I find Angela and we join hands. She is laughing. Mouth sugar-pink. It sparkles diamonds in the television light.

I am close enough to lick the sugar off. It will melt on my tongue. My fingers are light against her butternut hair.

But she turns away and the boy next to her gets a taste instead.

Who made these rules? I bet Daddy wondered, too.

***

I am a collection of cells. Some of them are fat.

I am the scratchy carpet of the closet floor, a bare bulb, a throbbing head. I am a mess of plastic wrappers that once contained Wrong Things. I am an Unhealthy Lifestyle.

I am Girl with Dead Gay Daddy.

I take some pills for Sleep and a few pills for Staying Asleep. I take a Calm pill and a Happy pill. Crunch-crunch-crunch-swallow.

The pills are salty bitter powder in my teeth, sliding along my gums. Powder mixes with saliva, slips down my throat and seeps into my blood, into my brain but I’m not Happy yet, I whisper to my Diet.

Not happy yet.

9 Comments

  1. Sam: This is a sad, wonderful piece. I felt this girl’s grief, confusion, and unhappiness (no matter how many pills she took to be otherwise). I felt her being in 7th grade without a father and, essentially, without a mother. Beautiful piece.

  2. Thank you, Kat! So glad you liked it.

  3. Loved the piece. Very sharp.

  4. Thank you so much, Kelly!

  5. It drew me in and I just want to read on to find out what happened. Very moving.

  6. This is a masterful piece. The content and tropes build upon each other, yet the language stays direct, almost detached, thereby driving home moments like, “My mother doesn’t sleep, either. She is an old bathrobe and unwashed hair. She is a collection of little orange bottles with her name on them sideways. This one is to help her fall asleep, the other is to keep her asleep. This one is to make her happy when she is sad. That one is for energy, and this one to calm her down. If she takes them all at once, what happens?
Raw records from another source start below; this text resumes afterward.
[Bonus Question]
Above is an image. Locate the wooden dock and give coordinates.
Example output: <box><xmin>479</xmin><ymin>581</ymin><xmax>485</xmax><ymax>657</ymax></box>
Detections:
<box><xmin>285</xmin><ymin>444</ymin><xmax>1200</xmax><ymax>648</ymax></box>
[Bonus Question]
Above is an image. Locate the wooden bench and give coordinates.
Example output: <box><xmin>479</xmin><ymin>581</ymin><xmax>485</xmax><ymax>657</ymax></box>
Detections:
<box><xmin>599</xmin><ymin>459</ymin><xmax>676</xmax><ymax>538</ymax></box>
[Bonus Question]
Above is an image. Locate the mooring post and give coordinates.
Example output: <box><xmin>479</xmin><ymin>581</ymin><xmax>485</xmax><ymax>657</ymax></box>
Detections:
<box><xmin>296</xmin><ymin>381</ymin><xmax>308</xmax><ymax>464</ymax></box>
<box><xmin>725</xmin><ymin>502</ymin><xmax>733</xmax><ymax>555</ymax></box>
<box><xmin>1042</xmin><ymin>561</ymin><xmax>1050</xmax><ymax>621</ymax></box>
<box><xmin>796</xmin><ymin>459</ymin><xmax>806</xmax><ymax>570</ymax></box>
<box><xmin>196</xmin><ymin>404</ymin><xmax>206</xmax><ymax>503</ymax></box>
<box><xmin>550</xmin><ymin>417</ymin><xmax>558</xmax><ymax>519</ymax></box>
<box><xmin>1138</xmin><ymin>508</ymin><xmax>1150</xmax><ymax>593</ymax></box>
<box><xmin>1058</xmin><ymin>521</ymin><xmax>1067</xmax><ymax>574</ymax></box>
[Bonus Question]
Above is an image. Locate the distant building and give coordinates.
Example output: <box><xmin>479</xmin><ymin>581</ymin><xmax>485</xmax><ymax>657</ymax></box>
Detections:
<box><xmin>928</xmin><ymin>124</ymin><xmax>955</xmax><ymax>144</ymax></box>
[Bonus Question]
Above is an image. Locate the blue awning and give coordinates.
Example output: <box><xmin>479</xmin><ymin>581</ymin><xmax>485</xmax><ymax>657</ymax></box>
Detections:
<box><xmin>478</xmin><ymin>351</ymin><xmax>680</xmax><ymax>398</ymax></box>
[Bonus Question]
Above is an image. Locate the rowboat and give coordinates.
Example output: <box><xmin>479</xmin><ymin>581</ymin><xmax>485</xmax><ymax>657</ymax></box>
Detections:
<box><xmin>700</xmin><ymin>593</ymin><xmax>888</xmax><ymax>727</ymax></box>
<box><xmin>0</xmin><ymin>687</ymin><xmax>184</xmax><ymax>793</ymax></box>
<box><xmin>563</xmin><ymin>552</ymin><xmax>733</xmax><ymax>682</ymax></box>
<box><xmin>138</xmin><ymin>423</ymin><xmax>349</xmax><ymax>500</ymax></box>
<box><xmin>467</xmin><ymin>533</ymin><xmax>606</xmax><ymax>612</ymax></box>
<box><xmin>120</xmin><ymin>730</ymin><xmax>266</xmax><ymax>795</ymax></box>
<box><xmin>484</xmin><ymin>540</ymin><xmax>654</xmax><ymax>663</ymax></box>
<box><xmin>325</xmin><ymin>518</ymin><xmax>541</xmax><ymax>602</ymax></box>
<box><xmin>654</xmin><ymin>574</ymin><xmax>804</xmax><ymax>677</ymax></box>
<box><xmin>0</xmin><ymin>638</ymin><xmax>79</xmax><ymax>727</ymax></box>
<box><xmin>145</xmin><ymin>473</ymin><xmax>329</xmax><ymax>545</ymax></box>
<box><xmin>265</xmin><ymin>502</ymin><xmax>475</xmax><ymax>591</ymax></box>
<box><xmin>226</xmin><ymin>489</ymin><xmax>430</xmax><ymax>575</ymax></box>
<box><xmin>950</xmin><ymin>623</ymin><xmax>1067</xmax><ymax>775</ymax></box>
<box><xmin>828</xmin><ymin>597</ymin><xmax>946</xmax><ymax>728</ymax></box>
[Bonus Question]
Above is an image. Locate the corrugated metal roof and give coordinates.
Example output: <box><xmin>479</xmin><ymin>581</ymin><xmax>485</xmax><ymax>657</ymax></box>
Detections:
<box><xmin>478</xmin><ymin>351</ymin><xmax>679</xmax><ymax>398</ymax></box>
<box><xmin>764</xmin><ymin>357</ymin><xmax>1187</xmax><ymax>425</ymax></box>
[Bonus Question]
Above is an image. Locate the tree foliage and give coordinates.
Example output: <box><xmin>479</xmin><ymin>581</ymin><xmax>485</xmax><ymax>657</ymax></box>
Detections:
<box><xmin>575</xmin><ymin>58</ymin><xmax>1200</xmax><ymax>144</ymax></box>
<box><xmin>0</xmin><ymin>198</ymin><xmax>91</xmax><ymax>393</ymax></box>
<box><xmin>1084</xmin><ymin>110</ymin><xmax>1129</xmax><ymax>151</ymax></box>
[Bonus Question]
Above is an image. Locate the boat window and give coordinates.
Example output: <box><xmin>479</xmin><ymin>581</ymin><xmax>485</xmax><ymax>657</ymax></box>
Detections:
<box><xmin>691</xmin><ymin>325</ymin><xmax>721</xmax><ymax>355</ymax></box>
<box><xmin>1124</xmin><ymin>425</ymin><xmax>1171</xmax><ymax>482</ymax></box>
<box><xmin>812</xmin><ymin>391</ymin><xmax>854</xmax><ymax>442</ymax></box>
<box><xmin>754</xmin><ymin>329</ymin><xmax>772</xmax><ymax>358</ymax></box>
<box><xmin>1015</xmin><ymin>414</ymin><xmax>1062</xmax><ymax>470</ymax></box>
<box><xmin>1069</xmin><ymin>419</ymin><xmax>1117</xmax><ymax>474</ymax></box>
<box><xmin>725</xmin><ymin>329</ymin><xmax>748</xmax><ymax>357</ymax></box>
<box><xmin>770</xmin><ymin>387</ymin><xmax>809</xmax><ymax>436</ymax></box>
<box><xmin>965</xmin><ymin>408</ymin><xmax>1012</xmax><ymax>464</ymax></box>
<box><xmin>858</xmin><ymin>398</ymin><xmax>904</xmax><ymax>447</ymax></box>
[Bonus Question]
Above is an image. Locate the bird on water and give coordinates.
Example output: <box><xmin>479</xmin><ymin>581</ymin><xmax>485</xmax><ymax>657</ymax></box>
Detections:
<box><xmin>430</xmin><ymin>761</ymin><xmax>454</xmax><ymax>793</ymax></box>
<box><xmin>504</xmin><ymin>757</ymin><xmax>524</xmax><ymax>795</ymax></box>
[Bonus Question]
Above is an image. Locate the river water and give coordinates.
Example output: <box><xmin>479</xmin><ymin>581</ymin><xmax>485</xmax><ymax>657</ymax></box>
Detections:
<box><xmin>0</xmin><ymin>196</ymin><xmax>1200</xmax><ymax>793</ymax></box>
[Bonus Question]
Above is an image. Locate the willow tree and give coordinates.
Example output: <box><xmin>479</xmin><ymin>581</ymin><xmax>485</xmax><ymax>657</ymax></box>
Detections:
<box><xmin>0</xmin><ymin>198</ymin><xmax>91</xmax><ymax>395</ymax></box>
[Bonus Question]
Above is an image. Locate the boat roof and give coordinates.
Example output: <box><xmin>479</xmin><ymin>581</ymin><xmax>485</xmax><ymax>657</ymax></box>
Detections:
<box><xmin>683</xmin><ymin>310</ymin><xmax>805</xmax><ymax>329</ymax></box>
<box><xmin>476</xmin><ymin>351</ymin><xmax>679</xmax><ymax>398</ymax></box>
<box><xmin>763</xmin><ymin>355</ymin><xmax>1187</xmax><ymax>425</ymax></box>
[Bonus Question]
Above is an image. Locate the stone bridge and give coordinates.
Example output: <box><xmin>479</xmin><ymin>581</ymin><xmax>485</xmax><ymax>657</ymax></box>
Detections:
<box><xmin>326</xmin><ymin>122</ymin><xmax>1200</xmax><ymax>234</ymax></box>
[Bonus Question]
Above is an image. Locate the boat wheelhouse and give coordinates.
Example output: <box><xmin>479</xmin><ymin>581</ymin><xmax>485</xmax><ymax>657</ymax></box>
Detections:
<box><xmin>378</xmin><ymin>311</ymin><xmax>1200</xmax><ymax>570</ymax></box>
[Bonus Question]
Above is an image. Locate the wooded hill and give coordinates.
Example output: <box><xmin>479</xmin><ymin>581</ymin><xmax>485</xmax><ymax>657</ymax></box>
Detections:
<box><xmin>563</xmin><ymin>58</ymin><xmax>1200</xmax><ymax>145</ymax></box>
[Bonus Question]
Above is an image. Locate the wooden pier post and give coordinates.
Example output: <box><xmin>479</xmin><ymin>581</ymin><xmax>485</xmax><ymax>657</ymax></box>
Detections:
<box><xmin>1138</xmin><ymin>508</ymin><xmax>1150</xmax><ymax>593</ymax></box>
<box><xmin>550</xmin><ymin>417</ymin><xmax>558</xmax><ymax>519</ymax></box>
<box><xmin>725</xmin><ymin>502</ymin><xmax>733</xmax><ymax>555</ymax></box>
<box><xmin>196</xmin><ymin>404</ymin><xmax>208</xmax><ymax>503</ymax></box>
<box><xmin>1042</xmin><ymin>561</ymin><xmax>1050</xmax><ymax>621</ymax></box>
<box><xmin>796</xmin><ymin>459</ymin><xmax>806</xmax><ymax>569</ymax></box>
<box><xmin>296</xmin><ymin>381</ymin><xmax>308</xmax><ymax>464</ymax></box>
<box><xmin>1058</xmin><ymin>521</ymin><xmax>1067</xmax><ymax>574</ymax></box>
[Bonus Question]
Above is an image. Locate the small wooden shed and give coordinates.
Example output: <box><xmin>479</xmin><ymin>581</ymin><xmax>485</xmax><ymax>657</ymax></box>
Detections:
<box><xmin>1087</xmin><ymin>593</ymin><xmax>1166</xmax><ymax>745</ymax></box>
    My clothes don’t fit. I need new ones.

    She doesn’t want to look at me.

    I don’t want to look at me, either.”

    I will think about this piece for a long time, Samantha!

  7. Pamela, thank you so much for your kind words. So glad to know it stayed with you and affected you.

  8. Thank you!

  9. What a piercing portrait of addiction and so much more. Beautifully written. Leaves me feeling the ache of loneliness.